Brexit: May to face MPs as rebels warn she risks defeat on deal in June – live news
Charles Grant, director of the Centre for European Reform, has just published a very good paper addressing exactly this question. Here is an extract.
EU officials don’t trust British MPs to prevent no deal and some of them think it could happen by accident. For example, what if a Boris Johnson-type figure became prime minister in October, and he or she was determined to leave without a deal? That person would refuse to ask for an extension and Parliament would not have time to bring down the government and prevent no deal before October 31st (to which the counter-argument is that no prime minister committed to a no deal Brexit could ever win a parliamentary majority for forming a government in the first place).

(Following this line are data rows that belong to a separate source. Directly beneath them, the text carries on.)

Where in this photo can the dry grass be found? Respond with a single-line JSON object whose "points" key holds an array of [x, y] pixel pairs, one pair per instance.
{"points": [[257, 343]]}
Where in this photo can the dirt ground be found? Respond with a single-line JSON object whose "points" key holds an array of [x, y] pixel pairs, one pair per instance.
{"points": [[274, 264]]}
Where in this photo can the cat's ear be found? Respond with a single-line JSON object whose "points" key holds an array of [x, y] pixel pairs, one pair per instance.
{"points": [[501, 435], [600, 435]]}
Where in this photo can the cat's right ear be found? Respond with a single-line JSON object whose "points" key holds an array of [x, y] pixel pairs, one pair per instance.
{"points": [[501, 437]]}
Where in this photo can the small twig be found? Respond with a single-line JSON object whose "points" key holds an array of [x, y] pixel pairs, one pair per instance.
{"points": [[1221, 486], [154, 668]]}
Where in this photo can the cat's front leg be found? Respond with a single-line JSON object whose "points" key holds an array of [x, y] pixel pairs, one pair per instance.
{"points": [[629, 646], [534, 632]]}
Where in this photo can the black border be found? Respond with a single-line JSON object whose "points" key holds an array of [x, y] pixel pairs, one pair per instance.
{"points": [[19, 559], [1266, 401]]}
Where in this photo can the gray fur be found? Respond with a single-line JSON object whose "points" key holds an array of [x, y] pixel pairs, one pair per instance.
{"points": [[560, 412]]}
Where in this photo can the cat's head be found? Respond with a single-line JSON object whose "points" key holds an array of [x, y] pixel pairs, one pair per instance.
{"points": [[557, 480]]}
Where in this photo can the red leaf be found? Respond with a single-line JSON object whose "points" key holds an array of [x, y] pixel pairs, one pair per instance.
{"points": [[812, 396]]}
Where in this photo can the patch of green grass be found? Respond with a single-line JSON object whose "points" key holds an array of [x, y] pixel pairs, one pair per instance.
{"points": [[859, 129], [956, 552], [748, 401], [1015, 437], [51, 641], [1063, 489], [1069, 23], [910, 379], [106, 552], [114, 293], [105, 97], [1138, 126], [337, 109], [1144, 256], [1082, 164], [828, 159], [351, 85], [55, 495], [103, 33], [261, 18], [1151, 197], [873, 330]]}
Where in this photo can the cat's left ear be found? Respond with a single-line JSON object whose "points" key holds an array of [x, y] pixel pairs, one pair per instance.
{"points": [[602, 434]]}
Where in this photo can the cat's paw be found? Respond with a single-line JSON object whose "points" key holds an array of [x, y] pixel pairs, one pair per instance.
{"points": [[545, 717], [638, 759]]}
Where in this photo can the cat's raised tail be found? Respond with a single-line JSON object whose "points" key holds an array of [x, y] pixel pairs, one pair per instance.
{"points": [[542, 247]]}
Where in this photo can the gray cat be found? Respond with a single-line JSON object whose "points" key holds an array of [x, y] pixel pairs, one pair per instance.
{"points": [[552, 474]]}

Some senior figures in Brussels expect the British to receive an extension till June 2020. That is the latest possible date for the EU to agree on its next seven-year budget plan, the multiannual financial framework that starts in 2021, without serious problems arising. In the long run the UK would have to go for an election or referendum or no deal – or possibly a different kind of Brexit, said one figure. But would not Macron veto further extensions? “No, he could not resist the pressure from all the others in the room to compromise.”
Another official agrees that the 27 are unlikely to force the UK out by refusing a further extension, but adds that this could change if the British elected a fearsome swarm of Faragist MPs in the European elections. Similarly, a new government led by a hard-line eurosceptic committed to starting fights with the EU could lead the patience of some member-states to snap.